Was passiert im Körper bei Stress?
Sind wir physischen oder psychischen Stressreizen ausgesetzt, läutet unser Körper augenblicklich die Alarmglocke. Der Hypothalamus aktiviert das sympathische Nervensystem, das sich bis zu fast jedem Organ hin verzweigt. Nervenimpulse erreichen die Nebennieren. Sie produzieren Adrenalin und geben es in die Blutbahn ab, um einen Zustand völliger Wachsamkeit und Handlungsfähigkeit zu erreichen. Noradrenalin wird ausgeschüttet. Das wiederum bewirkt, dass die Nebennierenrinde das als »Stresshormon« bekannte Cortisol bildet. Seine wichtigste Funktion besteht darin, dass es den Organismus widerstandsfähig macht. Dazu wirkt Cortisol auf das Immunsystem ein. Es fährt dessen Aktivität herunter und drosselt Entzündungsreaktionen. Der Hypothalamus verlässt sich jedoch nicht nur auf das vegetative Nervensystem, um den Körper auf Stress vorzubereiten. Hormone, die von der Hypophyse ins Blut abgegeben werden, erreichen nach einigen Sekunden ebenfalls die Nebennieren. Glukokortikoide werden produziert, wodurch die Wirkung von Adrenalin verstärkt und verlängert wird.

Wenn chronischer Stress krank macht
Anhaltender oder wiederkehrender Stress erhöht das Risiko zu erkranken beziehungsweise dass bestehende Krankheiten einen negativeren Verlauf nehmen und sich Symptome verschlimmern. Er beansprucht und belastet die Blutgefäße und erhöht das Risiko für Herz-Kreislauf-Erkrankungen. Cortisol wirkt in akuten Stresssituationen entzündungshemmend.
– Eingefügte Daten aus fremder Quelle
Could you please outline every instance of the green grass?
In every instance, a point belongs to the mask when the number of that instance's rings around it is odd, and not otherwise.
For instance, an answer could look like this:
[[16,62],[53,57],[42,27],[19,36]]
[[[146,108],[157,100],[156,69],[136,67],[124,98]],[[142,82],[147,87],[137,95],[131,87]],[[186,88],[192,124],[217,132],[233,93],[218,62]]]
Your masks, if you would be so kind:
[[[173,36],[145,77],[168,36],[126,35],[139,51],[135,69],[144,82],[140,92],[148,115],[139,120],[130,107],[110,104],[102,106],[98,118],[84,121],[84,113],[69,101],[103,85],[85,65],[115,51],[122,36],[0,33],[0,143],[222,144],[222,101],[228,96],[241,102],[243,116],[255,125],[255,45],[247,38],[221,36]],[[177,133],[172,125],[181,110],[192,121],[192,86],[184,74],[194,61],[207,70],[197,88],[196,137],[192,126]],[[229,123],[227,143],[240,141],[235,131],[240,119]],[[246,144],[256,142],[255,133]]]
Dauerhaft in Aktion, erhöht es die Anfälligkeit von Zellen für Erreger. Zudem bedarf die unaufhörliche Bildung des Stresshormons Cortisol so vieler Ressourcen, dass der Herstellung
anderer Hormone sprichwörtlich das Wasser abgegraben wird. Der Hormonhaushalt gerät aus dem Gleichgewicht. Cortisol ist ebenso wie Östrogen und Testosteron ein Steroidhormon. Es kann dazu beitragen, dass es zu einer Verschiebung im Gleichgewicht zwischen entzündungshemmenden und entzündungsfördernden Zytokinen kommt.